Estonia knows, because he has always been observing him, from the sidelines, from his spot in the corners of Lithuania’s life. 

Estonia is observing Lithuania as he pours himself a cup of coffee, with a satisfied smile after he has finished hanging a new painting in his own living room.

“The frame is not straight,” Estonia corrects him, promptly walking towards the wall to fix the problem. “There, it looks better now.”

“Thank you so much, Eduard. If I hadn’t forgotten my glasses at work… enough chattering, whatever. Do you want some coffee?”

“Sure thing.”

 

The coffee is black and bitter and burns Estonia’s throat as he drinks it.

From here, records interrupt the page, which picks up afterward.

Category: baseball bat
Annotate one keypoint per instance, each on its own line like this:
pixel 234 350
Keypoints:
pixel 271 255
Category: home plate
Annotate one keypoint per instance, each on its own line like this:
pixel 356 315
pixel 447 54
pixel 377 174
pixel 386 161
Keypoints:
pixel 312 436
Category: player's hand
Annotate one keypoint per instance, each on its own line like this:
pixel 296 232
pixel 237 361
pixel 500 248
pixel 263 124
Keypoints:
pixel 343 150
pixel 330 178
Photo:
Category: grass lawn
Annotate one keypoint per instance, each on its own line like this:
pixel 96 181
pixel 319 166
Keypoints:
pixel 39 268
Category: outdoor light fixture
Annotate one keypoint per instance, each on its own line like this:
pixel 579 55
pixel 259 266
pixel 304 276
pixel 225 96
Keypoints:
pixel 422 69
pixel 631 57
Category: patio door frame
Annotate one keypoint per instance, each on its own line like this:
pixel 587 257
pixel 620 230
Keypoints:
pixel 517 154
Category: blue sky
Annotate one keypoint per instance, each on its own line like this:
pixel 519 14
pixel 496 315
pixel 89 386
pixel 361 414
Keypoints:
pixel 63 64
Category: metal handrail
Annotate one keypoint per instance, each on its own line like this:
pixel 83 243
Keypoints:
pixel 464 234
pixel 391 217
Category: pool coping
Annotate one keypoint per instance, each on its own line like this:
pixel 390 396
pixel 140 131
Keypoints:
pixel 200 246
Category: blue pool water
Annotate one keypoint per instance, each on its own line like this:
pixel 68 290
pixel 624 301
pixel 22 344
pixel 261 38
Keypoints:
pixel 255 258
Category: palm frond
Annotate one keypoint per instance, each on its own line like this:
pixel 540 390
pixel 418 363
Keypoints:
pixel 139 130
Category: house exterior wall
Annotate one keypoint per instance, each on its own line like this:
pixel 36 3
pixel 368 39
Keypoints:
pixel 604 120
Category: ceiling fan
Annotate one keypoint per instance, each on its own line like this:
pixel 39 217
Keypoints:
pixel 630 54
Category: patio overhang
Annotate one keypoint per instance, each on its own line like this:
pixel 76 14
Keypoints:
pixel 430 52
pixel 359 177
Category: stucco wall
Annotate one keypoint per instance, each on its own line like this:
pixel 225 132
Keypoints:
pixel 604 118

He tries his best to hide his grimace, to not offend his  _ friend _ ’s coffee-brewing skills; Lithuania, however, is looking the other way. Sipping from his own mug as he contemplates the mediocre painting on the wall, as if he’s immersed in it completely.

 

The subject matter is such a typical one, a golden field and a blue line of summer sky. There is nothing special about it, except the fact that apparently,  _ Poland  _ has painted it. 

Estonia feels the bitter burn in his throat once again, but the mug he’s holding is empty.

 

In perspective, the gold surrounding Lithuania’s head reminds him of the icons Russia kept all over his house in Moscow. He remembers their fixed gazes as he walked through the corridors, and the stiff blessings, a relic of the past. Unchanged. Immutable.

 

_ He’s here, but he might as well not be.  _

Lithuania cannot see him, and he has  _ tried _ , he has  _ adapted _ , over and over! 

He had been a brother, friend, nurse, warrior, ally, partner in crime. 

(He had been a lover, if only for one night and never again. Was this what he wanted? He had tried to chase away those feelings, and failed. One of those few things that Estonia couldn’t seem to change, apparently.)

 

What more should he do? What more should he change, so that Lithuania will look at him,  _ finally  _ look at him?

 

It’s then that Lithuania turns, and looks at him and his empty cup with a smile.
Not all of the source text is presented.